しんりゅうは傷だらけになって、上空から静かに舞い降りた。

「ボロボロだわ」

「もうひと息か?」

「いや」

 真剣な顔のアルス。

「表面上だけだ。ダメージなんてほとんどない」

 しんりゅうは荒く鼻息をついている。

「そんな」

 

 荒れ狂う冷気と炎を吐き出すドラゴン。

 強力な攻撃の中、なんとか耐えていられるのは、小さな青いホイミスライムのおかげだった。

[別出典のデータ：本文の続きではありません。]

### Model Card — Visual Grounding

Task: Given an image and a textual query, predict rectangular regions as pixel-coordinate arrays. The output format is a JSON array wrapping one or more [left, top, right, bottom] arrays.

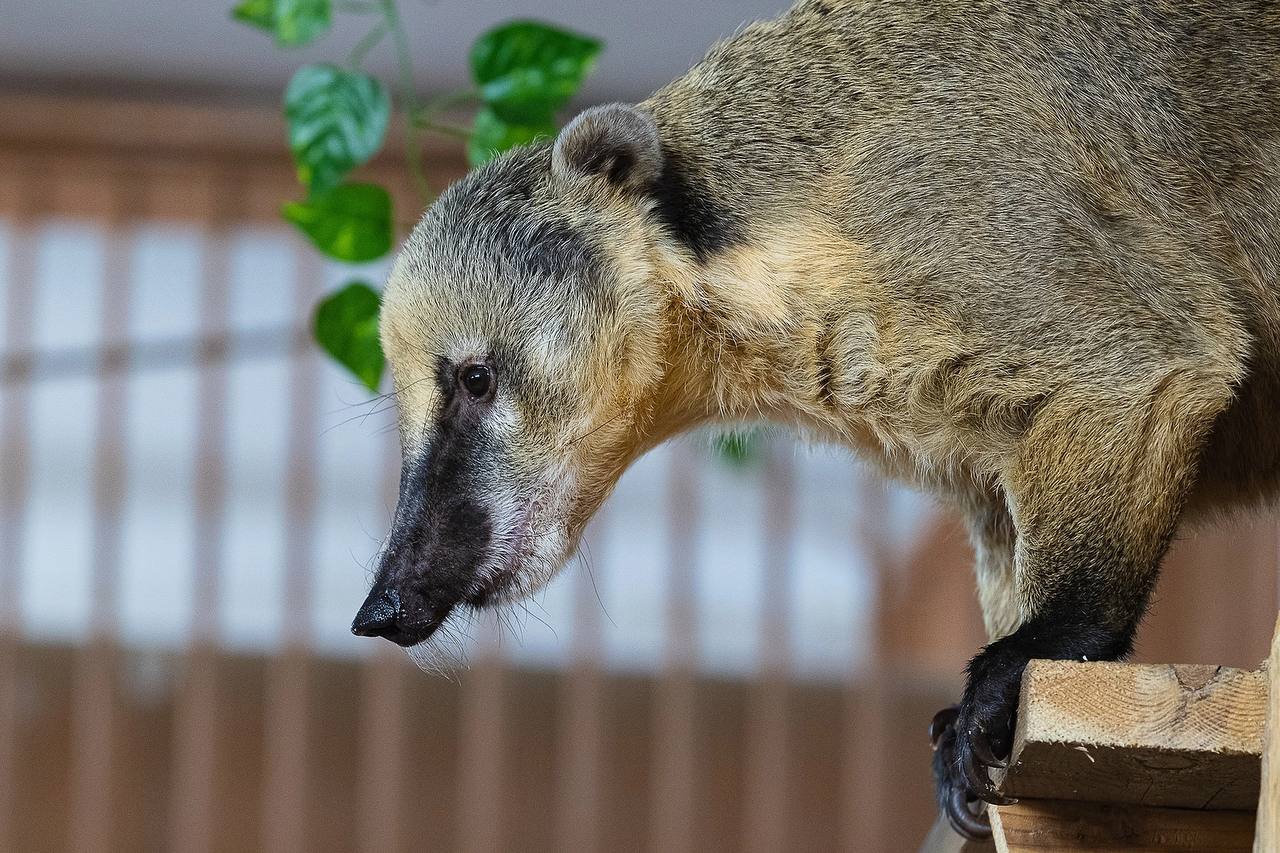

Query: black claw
[[961, 747, 996, 797], [969, 770, 1016, 806], [932, 702, 1014, 837], [961, 743, 1015, 805], [970, 729, 1008, 769], [971, 779, 1016, 806], [930, 706, 958, 749], [945, 786, 991, 840]]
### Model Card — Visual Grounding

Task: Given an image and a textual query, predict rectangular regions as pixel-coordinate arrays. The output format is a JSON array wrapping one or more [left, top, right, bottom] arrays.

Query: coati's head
[[352, 104, 721, 653]]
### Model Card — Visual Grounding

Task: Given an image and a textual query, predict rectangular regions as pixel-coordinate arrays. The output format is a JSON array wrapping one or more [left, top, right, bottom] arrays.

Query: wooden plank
[[69, 175, 136, 853], [357, 649, 405, 853], [457, 629, 506, 853], [649, 443, 700, 853], [260, 242, 324, 853], [0, 169, 40, 853], [990, 800, 1254, 853], [845, 474, 900, 853], [261, 650, 310, 853], [555, 515, 608, 853], [1255, 613, 1280, 851], [0, 89, 465, 167], [356, 432, 409, 853], [744, 445, 793, 853], [168, 171, 230, 853], [998, 660, 1265, 810], [0, 91, 463, 227]]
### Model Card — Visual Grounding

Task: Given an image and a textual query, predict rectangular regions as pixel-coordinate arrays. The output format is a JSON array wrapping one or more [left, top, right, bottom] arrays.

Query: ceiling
[[0, 0, 791, 105]]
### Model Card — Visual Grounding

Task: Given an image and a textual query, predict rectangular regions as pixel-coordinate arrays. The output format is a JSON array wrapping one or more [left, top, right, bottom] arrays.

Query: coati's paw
[[932, 640, 1030, 838], [930, 705, 995, 839]]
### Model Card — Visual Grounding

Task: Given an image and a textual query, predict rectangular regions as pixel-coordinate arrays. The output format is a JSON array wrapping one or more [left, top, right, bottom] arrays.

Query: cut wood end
[[996, 659, 1265, 810], [1015, 660, 1265, 756]]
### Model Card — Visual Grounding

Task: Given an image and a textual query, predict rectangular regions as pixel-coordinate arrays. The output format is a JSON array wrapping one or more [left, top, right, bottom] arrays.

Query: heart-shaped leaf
[[314, 281, 384, 391], [282, 183, 392, 262], [467, 106, 558, 167], [470, 21, 602, 124], [285, 65, 390, 195], [232, 0, 331, 48]]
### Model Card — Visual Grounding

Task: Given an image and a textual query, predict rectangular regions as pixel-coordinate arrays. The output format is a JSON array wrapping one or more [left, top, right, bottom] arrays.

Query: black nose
[[352, 586, 402, 639]]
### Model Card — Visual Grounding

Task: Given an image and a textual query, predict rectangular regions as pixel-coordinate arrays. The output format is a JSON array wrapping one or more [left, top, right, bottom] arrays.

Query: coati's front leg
[[930, 498, 1019, 837], [934, 375, 1234, 838]]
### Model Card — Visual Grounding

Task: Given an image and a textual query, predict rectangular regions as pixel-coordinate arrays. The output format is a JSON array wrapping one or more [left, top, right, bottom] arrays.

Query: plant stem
[[347, 20, 388, 70], [378, 0, 433, 205], [418, 119, 472, 140], [422, 88, 483, 115]]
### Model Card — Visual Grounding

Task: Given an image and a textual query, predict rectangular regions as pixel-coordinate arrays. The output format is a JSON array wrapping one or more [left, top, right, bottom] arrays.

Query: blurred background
[[1, 2, 1279, 851]]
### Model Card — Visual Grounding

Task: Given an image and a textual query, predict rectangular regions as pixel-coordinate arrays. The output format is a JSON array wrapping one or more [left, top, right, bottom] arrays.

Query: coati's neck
[[635, 5, 880, 441], [638, 0, 860, 251], [644, 216, 882, 440]]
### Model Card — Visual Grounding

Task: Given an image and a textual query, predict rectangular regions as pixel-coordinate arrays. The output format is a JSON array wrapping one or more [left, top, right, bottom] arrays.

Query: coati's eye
[[460, 363, 493, 399]]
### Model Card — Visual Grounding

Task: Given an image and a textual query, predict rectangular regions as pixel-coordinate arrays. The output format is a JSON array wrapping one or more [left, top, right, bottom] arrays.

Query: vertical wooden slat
[[1256, 613, 1280, 852], [169, 172, 235, 853], [556, 511, 608, 853], [261, 243, 323, 853], [458, 616, 506, 853], [69, 177, 137, 853], [0, 170, 39, 853], [356, 431, 407, 853], [743, 443, 793, 853], [649, 443, 699, 853], [357, 649, 406, 853], [840, 472, 894, 853], [263, 649, 311, 853]]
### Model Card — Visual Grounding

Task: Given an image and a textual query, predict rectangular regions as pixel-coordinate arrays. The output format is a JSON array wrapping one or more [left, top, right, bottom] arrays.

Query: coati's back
[[649, 0, 1280, 235], [646, 0, 1280, 501], [647, 0, 1280, 297]]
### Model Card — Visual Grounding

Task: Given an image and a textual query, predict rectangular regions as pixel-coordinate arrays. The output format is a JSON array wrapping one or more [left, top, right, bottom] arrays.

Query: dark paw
[[932, 609, 1138, 838], [931, 643, 1028, 838], [931, 705, 998, 839]]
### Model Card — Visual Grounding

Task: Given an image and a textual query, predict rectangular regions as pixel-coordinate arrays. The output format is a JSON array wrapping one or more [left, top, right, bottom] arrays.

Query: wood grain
[[998, 660, 1265, 810], [1254, 615, 1280, 852], [990, 799, 1254, 853]]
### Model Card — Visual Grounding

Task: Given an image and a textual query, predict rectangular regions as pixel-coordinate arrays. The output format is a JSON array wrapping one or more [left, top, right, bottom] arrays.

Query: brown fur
[[375, 0, 1280, 834]]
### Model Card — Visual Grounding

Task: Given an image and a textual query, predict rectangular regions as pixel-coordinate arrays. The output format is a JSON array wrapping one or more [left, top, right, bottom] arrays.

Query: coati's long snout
[[351, 357, 553, 647], [352, 419, 497, 646], [351, 496, 486, 649]]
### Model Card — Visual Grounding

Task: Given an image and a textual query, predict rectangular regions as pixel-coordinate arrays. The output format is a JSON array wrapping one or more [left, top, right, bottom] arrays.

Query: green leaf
[[232, 0, 331, 47], [467, 107, 558, 167], [314, 281, 385, 391], [282, 183, 392, 262], [470, 20, 603, 123], [713, 431, 760, 468], [285, 64, 390, 195]]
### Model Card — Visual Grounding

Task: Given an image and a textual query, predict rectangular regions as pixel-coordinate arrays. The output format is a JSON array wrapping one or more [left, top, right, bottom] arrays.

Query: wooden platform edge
[[922, 634, 1280, 852], [997, 659, 1265, 810], [990, 799, 1255, 853], [1254, 614, 1280, 852]]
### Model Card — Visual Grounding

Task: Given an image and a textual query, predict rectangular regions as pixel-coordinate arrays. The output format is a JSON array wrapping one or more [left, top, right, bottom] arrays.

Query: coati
[[351, 0, 1280, 839]]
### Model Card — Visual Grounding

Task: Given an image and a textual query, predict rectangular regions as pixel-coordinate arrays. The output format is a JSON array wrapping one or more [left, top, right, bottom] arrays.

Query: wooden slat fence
[[0, 90, 1276, 853]]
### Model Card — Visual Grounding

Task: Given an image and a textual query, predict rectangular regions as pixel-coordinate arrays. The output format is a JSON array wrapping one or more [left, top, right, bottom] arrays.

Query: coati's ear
[[552, 103, 663, 194]]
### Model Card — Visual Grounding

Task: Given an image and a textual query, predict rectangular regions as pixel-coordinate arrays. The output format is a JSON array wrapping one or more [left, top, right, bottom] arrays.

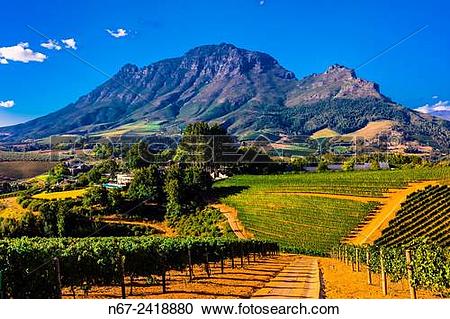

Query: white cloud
[[0, 42, 46, 64], [0, 100, 15, 108], [40, 39, 62, 50], [416, 100, 450, 113], [61, 38, 77, 50], [432, 95, 438, 99], [106, 28, 128, 38]]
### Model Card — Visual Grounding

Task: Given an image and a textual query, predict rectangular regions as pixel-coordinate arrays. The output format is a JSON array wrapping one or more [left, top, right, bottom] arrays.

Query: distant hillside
[[0, 43, 449, 150]]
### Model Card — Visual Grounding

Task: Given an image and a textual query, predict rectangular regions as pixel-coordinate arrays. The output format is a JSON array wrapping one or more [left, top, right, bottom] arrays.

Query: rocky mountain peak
[[1, 43, 448, 150], [324, 64, 357, 79]]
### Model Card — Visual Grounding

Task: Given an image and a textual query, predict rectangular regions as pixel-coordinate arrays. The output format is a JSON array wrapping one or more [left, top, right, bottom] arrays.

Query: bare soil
[[319, 257, 441, 299], [62, 255, 296, 299]]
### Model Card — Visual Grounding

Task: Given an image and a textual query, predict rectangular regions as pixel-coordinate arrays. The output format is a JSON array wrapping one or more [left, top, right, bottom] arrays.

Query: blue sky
[[1, 0, 449, 126]]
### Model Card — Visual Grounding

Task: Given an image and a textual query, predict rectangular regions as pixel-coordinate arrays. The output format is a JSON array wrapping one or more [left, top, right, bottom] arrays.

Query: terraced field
[[215, 167, 450, 253], [375, 184, 450, 247]]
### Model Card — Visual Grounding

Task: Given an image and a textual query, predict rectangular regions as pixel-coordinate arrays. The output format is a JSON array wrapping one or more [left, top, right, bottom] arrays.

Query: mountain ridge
[[0, 43, 449, 150]]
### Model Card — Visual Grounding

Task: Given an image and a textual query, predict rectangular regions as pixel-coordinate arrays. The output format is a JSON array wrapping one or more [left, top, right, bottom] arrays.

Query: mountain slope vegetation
[[1, 43, 449, 150]]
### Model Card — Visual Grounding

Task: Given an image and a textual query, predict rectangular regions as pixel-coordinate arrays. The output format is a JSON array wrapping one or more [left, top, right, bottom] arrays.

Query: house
[[116, 173, 133, 185], [64, 159, 91, 175]]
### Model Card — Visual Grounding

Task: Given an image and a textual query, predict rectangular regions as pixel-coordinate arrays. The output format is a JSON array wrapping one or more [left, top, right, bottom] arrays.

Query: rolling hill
[[0, 43, 449, 150]]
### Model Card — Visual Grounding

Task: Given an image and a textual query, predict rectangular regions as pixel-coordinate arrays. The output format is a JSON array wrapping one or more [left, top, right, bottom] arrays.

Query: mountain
[[1, 43, 449, 150], [415, 101, 450, 121]]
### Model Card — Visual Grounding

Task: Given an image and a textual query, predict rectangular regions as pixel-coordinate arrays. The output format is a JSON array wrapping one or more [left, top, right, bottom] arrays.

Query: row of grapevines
[[336, 239, 450, 294], [0, 236, 278, 298]]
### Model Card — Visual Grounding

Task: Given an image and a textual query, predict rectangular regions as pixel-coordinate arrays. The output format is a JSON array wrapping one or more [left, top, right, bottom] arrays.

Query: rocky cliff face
[[0, 43, 449, 149]]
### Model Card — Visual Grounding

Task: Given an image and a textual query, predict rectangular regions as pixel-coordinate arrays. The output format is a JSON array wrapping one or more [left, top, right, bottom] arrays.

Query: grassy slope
[[214, 167, 450, 253]]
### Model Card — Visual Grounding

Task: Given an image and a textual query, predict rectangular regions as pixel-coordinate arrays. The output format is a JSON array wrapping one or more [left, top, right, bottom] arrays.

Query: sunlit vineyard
[[0, 236, 278, 298], [215, 167, 450, 253], [375, 185, 450, 247], [338, 241, 450, 295]]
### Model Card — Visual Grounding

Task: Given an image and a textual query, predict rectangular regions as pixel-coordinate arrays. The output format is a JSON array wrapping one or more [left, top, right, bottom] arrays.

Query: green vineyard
[[375, 185, 450, 247], [0, 236, 278, 298], [337, 242, 450, 295], [215, 167, 450, 253]]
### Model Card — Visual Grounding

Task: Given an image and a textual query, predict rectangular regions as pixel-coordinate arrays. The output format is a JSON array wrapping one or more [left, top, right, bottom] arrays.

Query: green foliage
[[87, 160, 119, 184], [175, 207, 226, 237], [370, 159, 380, 170], [125, 141, 153, 170], [290, 157, 308, 171], [128, 165, 163, 203], [340, 240, 450, 295], [82, 186, 109, 209], [163, 164, 213, 224], [46, 163, 69, 184], [215, 167, 450, 253], [176, 122, 235, 165], [93, 144, 113, 159], [0, 236, 279, 298], [107, 188, 125, 213], [375, 185, 450, 247], [317, 160, 328, 172], [342, 157, 356, 171], [0, 212, 43, 238]]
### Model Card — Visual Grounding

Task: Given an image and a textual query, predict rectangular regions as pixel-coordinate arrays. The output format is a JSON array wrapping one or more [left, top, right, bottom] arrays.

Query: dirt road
[[252, 255, 320, 299], [211, 203, 253, 239], [347, 181, 439, 245]]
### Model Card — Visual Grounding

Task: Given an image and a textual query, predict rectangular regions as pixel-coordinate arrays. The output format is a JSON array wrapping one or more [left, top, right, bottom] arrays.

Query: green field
[[215, 167, 450, 253]]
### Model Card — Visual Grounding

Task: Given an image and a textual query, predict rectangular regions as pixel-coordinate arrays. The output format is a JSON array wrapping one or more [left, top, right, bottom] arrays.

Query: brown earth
[[96, 215, 176, 237], [252, 255, 320, 299], [319, 257, 441, 299], [0, 161, 56, 180], [62, 255, 296, 299], [347, 181, 439, 245], [211, 203, 253, 239]]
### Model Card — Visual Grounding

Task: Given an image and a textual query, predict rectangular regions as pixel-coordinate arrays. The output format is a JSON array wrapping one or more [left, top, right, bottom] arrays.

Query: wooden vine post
[[231, 247, 235, 269], [204, 248, 211, 277], [220, 253, 225, 274], [161, 270, 167, 294], [240, 246, 244, 268], [0, 270, 4, 299], [405, 250, 417, 299], [53, 257, 62, 299], [366, 250, 372, 285], [351, 253, 355, 272], [119, 255, 126, 299], [187, 247, 193, 282], [380, 248, 388, 296], [356, 248, 360, 272]]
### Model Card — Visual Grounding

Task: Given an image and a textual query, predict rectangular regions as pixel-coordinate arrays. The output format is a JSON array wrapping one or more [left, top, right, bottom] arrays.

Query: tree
[[108, 188, 125, 213], [317, 160, 328, 172], [128, 165, 163, 203], [93, 144, 113, 159], [291, 157, 307, 171], [125, 141, 153, 170], [87, 159, 119, 184], [370, 159, 380, 170], [342, 157, 356, 171], [176, 122, 236, 167], [83, 186, 109, 208], [47, 163, 69, 184]]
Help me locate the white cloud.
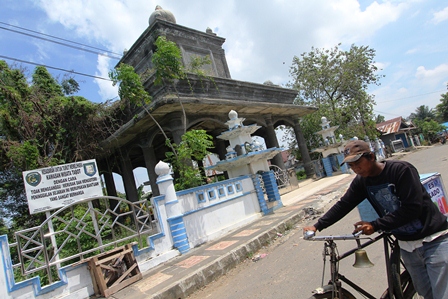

 彼はただひたすらにベホマラーを唱え続けていた。しかし……

 

 くるりん

 ホイミンの体はただ回っただけで、魔法は発動しなかった。

「ホイミン……」

「マジックパワーが、尽きたの?」

 心配そうに振り返るふたり。

「祈りの指輪は?」

 ホイミンの足元には、砕け散った青いカケラが。

 もう魔法力はとっくに尽きていて、指輪に頼りながら、もちこたえていたのだ。それももう……

 

 魔法力の尽きたホイミスライムは、ふらふらと前線に進み出た。

「一体何を……」

 顔を上げて見守るアルス。

「一撃でも受け止めるつもりなんだわ」

「え!?」

「もうお役にはたてないから、せめて壁になるつもりなんです」

「そんな……」

「アルス様! 隙を狙ってください」

前線でプロキスが叫ぶ。

 

 アルスは長い間一緒だった神官様を思い出した。

 真面目で、優しくて、明るくて、物知りで、ちょっとスケベな、最後に自分達のためにメガンテを唱えて砕け散ったタルキン様……

 

 ホイミンに、しんりゅうの尾っぽの一撃が飛ぶ。

 気付くとアルスは飛び出して、ホイミンをその胸に、体でその一撃を受け止めていた。

「いいんだ。こんなことしなくても。これは僕の戦いなんだから……」

 ホイミンはその丸い瞳でアルスを見上げていた。

「君は後方からマホトラを。しんりゅうに効かなければ、僕らからでも」

 リーダーの命令に、素直に従うホイミン。

 

 

 神の竜は、おおきく息を吸い込むと、凍てつく冷気をパーティに放ってきた。

 絶対零度の吹雪にカタク凍りつくパーティ。